From a cursory look at the code, I don't see any use of fused-multiply-add (FMA) which would likely help with precision issues in a number of places with the float version. The "problem in more detail"[1] readme specifically calls out computation of `x^2 - y^2` as a source for error, and that has methods that dramatically reduce error with FMAs[2].
The author needs to learn about techniques for rendering deep zooms into the Mandelbrot set. Since 2013 it has been possible to render images that are 2^-hundreds across using mostly double precision arithmetic, apart from a few anchor points calculated with multiprecision (hundreds of bits) arithmetic.
The deep zoom mathematics includes techniques for introspecting the iterations to detect glitches, which need extra multiprecision anchor points to be calculated.
I've always wondered how those "Ten minute Mandelbrot zoom" videos worked, because there's no way double would last that long at a tolerable zoom rate.
The perturbation technique is interesting. Calculating just a few points with super high precision and then filling the pixels in between by adding an offset and continuing with lower precision halfway though the calculation seems plausible at a glance, but I'll have to read that more carefully later.

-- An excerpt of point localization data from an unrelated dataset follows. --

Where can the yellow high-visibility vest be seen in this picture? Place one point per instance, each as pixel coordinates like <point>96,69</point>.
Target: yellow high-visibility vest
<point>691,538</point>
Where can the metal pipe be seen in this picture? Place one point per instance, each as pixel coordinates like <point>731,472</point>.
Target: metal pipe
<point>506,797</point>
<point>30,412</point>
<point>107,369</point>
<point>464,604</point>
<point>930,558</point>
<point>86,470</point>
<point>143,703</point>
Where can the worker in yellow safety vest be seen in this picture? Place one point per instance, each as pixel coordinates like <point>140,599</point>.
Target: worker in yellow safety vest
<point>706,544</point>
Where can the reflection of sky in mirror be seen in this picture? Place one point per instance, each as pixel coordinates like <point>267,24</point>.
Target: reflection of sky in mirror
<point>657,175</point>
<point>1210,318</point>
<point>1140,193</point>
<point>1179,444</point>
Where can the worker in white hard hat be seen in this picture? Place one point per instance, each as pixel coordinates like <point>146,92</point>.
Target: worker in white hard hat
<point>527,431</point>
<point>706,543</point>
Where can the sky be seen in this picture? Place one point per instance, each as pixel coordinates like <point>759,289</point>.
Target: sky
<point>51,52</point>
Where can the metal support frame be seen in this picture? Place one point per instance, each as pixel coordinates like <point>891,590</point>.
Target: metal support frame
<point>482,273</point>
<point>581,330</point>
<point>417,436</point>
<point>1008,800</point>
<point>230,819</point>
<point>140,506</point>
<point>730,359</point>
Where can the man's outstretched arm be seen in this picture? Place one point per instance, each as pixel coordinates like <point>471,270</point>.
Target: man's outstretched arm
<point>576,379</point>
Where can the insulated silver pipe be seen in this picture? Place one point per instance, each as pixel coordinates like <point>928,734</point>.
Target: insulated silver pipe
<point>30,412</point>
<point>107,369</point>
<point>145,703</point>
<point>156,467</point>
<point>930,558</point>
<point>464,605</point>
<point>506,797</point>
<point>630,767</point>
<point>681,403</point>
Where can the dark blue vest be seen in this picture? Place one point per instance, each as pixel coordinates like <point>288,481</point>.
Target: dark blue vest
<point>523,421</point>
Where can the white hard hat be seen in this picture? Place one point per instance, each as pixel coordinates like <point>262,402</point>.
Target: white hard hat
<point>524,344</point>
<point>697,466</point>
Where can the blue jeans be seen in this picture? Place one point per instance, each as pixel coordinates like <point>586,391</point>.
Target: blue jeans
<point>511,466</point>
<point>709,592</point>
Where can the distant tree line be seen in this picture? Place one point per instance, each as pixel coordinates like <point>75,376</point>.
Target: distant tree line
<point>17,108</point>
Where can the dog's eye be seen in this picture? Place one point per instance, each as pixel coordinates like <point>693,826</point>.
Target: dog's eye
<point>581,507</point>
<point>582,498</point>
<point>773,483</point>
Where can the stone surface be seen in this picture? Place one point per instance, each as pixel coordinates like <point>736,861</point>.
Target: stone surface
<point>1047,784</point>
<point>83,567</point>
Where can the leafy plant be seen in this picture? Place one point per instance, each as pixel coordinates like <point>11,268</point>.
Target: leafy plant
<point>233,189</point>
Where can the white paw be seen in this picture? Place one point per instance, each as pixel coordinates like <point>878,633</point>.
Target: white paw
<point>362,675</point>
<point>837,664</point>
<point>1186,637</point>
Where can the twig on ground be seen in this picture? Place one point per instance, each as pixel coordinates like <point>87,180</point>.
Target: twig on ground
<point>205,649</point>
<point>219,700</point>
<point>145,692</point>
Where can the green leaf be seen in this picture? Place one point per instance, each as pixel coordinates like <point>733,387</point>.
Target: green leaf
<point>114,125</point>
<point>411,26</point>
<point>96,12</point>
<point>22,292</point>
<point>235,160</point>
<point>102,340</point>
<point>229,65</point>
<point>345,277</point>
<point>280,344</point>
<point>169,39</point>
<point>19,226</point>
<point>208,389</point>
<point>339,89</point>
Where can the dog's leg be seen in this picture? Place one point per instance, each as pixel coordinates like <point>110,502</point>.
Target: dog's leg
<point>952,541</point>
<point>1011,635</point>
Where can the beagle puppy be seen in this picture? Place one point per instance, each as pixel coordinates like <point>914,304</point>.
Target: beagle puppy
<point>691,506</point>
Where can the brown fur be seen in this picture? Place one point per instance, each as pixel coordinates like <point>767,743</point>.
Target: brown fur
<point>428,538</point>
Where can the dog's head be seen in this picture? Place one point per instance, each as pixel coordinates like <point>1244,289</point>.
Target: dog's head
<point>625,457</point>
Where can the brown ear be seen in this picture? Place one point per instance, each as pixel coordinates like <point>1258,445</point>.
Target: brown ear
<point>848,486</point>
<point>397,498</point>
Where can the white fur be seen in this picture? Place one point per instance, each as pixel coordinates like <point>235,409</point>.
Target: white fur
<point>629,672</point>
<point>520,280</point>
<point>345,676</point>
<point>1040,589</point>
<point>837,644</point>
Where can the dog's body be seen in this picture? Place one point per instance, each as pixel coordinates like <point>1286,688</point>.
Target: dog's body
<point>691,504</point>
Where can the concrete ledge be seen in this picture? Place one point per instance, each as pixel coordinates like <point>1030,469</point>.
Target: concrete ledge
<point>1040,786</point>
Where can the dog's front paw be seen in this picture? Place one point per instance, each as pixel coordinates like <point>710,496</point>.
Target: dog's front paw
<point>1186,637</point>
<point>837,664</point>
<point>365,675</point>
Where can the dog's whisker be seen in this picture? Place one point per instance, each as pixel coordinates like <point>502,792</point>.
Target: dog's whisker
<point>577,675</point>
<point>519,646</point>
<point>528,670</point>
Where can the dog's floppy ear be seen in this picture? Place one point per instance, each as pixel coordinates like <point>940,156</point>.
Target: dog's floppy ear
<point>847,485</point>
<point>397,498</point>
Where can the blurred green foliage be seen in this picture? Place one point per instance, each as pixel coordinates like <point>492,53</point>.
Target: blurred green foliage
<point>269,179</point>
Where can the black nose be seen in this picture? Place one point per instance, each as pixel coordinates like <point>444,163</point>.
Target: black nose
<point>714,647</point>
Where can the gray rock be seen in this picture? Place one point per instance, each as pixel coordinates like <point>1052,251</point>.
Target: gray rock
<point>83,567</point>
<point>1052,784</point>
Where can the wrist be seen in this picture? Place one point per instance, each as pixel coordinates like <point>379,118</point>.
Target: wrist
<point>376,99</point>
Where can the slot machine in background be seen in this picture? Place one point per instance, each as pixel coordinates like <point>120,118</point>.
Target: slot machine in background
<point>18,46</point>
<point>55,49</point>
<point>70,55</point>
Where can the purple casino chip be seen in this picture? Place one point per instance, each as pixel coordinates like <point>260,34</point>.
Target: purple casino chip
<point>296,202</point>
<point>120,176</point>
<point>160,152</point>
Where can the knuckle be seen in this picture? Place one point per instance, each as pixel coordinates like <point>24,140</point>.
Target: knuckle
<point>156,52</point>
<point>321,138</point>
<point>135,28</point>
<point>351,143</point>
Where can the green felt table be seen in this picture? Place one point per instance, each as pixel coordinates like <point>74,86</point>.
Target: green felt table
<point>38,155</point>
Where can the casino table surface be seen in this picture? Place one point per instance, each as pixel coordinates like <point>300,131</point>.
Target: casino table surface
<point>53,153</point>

I wish someone made up a better explicit FMA syntax than std::fma(-c, d, cd) ... maybe something along the lines of ((-c * d + cd)) with special brackets or (-c) ⊠ d + cd with a special multiplication symbol.
And if only we could effectively use FMAs from javascript...
I wouldn't really say that's a universally held notion, especially in the modern world. Historically, yes, but these days it stands more on its own. In similar vein, you could say biology is a subfield of physics, but most people don't think of them that way.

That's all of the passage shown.